The damage and the numbers affected

The Commercial Farmers Union reported significant damage to coffee crops, and the Cotton Producers Association said up to 28,000 hectares, worth some US $3.75 million, of this year's crop may be destroyed.

UN reports continue to estimate that 96,000 people are in need of immediate assistance, and that 20,000 of these persons have lost their homes. Some 500,000 people are less directly affected. Most displaced people are beginning to return home to start the process of rebuilding.


Three key groups are currently coordinating the disaster management operation. They include UNDP, the National Association of Non-Governmental Organizations (NANGO), and the government Department of Civil Protection.

NANGO, an umbrella organisation for local NGOs, has identified the rehabilitation of homes, clinics, and schools, and sanitation facilities as the highest priorities. NANGO is in the process of mapping the location of affected populations and intends to establish a trust for the collection of funds to enable NGOs to carry out projects in affected communities.

According to OCHA, the UN Disaster Management Team (DMT) recently deployed three teams to the affected areas in order to assist civil protection teams comprised of district authorities, NGOs, and representatives from the private sector in assessments and data collection.

Preliminary findings suggest that about 900 persons need attention in Beitbridge district in Matebeleland South Province. This district is facing problems with poor water and sanitation services and there is also a risk of malaria outbreak due to stagnant water.

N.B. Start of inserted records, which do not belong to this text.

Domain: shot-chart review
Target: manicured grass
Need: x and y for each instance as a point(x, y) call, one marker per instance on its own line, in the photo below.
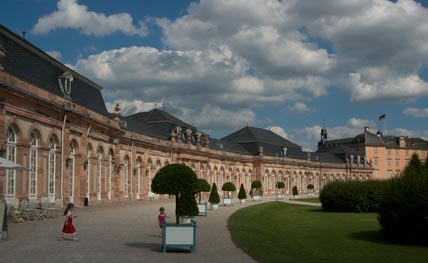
point(280, 232)
point(309, 200)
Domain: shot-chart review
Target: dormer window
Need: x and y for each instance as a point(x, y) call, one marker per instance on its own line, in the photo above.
point(65, 82)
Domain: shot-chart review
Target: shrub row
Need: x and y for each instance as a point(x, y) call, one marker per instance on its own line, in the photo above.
point(351, 196)
point(403, 210)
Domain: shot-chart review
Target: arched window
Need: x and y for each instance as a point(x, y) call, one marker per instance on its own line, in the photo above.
point(110, 171)
point(87, 167)
point(125, 176)
point(70, 164)
point(11, 156)
point(32, 191)
point(52, 169)
point(138, 174)
point(99, 172)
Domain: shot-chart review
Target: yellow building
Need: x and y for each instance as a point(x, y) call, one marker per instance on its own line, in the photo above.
point(388, 155)
point(54, 121)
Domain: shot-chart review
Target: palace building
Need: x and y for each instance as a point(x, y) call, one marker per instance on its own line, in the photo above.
point(54, 122)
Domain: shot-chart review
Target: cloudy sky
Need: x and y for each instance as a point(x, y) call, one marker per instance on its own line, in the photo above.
point(291, 66)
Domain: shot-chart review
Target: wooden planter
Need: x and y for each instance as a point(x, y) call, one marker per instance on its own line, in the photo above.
point(183, 235)
point(203, 209)
point(228, 201)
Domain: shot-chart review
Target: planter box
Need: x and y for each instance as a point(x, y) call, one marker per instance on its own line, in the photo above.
point(183, 235)
point(280, 197)
point(203, 209)
point(228, 201)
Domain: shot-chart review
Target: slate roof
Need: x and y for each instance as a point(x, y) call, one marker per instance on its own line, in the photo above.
point(29, 63)
point(252, 138)
point(155, 123)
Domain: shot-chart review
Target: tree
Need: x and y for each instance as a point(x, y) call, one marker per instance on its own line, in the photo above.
point(203, 186)
point(242, 194)
point(175, 179)
point(256, 184)
point(295, 190)
point(228, 187)
point(214, 197)
point(280, 186)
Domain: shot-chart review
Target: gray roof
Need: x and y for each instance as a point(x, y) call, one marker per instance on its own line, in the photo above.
point(29, 63)
point(252, 138)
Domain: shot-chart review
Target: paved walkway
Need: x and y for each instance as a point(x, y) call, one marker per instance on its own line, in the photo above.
point(121, 233)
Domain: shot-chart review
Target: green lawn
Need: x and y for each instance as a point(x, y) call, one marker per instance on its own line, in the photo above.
point(280, 232)
point(309, 200)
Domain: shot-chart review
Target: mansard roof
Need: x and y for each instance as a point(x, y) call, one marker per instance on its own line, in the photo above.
point(252, 139)
point(156, 123)
point(29, 63)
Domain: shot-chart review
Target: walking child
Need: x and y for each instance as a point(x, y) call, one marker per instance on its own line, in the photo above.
point(68, 227)
point(162, 217)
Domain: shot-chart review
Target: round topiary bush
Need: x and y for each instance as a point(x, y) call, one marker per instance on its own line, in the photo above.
point(256, 184)
point(214, 197)
point(228, 187)
point(242, 194)
point(295, 191)
point(203, 186)
point(403, 209)
point(175, 179)
point(188, 206)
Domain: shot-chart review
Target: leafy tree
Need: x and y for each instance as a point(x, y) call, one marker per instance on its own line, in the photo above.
point(214, 197)
point(280, 186)
point(242, 194)
point(203, 186)
point(175, 179)
point(256, 184)
point(295, 190)
point(188, 206)
point(403, 209)
point(228, 187)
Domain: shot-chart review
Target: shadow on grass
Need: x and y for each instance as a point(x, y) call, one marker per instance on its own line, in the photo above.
point(151, 246)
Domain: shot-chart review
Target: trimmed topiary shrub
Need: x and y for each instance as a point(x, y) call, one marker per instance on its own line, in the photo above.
point(403, 210)
point(242, 194)
point(351, 196)
point(214, 197)
point(295, 191)
point(228, 187)
point(188, 206)
point(203, 186)
point(256, 184)
point(175, 179)
point(280, 186)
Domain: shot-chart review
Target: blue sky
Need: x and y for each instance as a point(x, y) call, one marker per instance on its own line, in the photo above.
point(289, 66)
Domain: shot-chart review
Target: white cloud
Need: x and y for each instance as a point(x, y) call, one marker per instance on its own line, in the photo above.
point(365, 86)
point(415, 112)
point(299, 107)
point(72, 15)
point(280, 131)
point(55, 54)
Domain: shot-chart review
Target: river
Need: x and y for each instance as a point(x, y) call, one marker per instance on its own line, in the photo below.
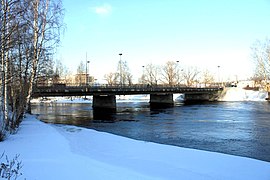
point(239, 128)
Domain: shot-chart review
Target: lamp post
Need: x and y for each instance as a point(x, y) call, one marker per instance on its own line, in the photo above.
point(86, 63)
point(177, 72)
point(143, 79)
point(218, 76)
point(121, 75)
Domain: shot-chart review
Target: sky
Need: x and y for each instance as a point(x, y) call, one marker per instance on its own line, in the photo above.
point(198, 33)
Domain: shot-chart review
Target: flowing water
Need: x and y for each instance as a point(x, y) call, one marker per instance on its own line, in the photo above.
point(240, 127)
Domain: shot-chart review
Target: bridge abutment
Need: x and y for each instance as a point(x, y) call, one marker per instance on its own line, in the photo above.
point(161, 100)
point(104, 102)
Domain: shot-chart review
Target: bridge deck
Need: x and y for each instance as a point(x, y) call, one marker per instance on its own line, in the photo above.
point(48, 91)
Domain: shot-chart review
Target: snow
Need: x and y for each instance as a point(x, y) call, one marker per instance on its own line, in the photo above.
point(68, 152)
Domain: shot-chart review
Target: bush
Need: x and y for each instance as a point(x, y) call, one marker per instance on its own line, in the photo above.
point(10, 168)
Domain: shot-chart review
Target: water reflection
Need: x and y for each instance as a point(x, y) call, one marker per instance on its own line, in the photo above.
point(238, 128)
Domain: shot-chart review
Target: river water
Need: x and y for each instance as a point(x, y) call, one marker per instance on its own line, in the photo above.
point(239, 128)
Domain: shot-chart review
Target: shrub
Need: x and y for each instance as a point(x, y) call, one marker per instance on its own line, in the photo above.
point(9, 169)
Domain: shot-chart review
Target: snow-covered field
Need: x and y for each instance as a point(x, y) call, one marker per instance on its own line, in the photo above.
point(68, 152)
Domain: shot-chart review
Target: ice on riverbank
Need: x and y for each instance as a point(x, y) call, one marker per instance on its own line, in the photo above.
point(68, 152)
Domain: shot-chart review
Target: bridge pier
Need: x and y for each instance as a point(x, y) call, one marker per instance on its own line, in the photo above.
point(198, 97)
point(161, 100)
point(101, 102)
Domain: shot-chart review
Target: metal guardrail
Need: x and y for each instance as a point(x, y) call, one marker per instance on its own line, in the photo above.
point(64, 90)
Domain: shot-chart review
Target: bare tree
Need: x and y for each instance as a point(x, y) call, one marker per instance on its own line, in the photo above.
point(45, 23)
point(124, 74)
point(29, 32)
point(261, 56)
point(150, 74)
point(190, 75)
point(170, 73)
point(111, 78)
point(207, 78)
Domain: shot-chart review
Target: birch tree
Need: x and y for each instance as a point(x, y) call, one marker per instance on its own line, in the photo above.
point(29, 32)
point(261, 56)
point(150, 74)
point(170, 73)
point(45, 26)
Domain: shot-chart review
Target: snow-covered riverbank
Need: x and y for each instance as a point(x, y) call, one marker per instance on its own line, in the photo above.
point(68, 152)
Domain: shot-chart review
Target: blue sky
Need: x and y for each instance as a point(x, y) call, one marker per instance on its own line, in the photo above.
point(201, 33)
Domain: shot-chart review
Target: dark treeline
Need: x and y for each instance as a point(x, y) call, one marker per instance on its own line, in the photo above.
point(29, 33)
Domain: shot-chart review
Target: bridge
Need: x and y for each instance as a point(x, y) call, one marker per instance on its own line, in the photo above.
point(104, 96)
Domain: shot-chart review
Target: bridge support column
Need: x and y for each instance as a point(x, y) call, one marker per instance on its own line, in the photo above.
point(193, 98)
point(161, 100)
point(101, 102)
point(268, 97)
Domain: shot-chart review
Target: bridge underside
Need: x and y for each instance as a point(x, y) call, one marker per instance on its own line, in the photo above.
point(104, 96)
point(108, 102)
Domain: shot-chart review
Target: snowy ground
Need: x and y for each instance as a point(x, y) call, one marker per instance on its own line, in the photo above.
point(68, 152)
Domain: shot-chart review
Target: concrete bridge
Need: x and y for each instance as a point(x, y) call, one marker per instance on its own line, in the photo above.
point(104, 96)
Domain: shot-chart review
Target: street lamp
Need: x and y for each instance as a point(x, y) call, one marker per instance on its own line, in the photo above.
point(218, 76)
point(177, 72)
point(121, 76)
point(143, 79)
point(86, 79)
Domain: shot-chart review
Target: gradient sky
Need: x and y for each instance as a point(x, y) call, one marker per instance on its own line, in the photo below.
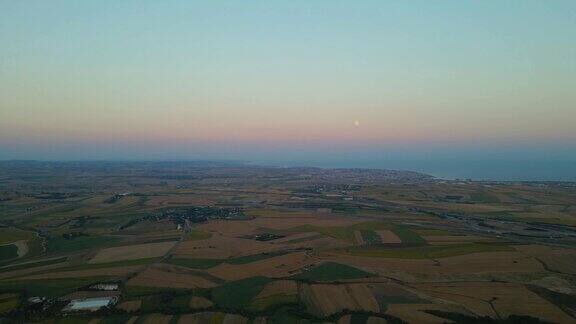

OCHA reported that an additional 100 or more families were homeless in Chirumhanzu district in Midlands Province, where about 1,000 families were affected. In Manicaland, 45 persons are confirmed dead, and an estimated 3,000 people are homeless. A World Bank team is visiting Manicaland province to assess how they could assist with the rehabilitation of communications in the affected districts. The team is working with the UNDMT in this effort.


The UNDMT team noted that 80,000 litres of diesel and 20,000 litres of fuel are required in Chipinge. An acute shortage of medicines was also observed.

"As people begin to return home, the response priority is shifting from more immediate emergency relief requirements to medium to longer-term infrastructure rehabilitation to facilitate access to affected areas for provision of relief commodities and community reconstruction activities," USAID said.


A recent USAID/DART assessment from the south-central city of Fianarantsoa to the east coast port city of Manakara revealed that food security and road and railway repairs are critical issues for this zone.

"If the railway is not fixed quickly, the inability to transport cash crops to market will affect the livelihoods of villagers, compromising their capacity to recover," USAID said in its latest report on the flooding in the giant Indian Ocean island 400 km east of Mozambique.


A health sector committee, comprised of staff from the government and international organisations, has organised four teams to assess conditions in the southeastern, eastern, and western areas of the country.


On Wednesday, WFP reported that a WFP and UN Food and Agriculture (FAO) Crop and Food Supply Assessment was scheduled to begin this week.

Those affected

OCHA reported on 20 March that 500,000 have been affected in Madagascar, including an estimated 42,000 who are in need of immediate assistance.

The government relief agency, the Conseil national de secours (CNS) estimated there were currently some 22,158 people displaced from their homes, with some 132,592 in need of relief assistance. The CNS has reported 200 deaths so far.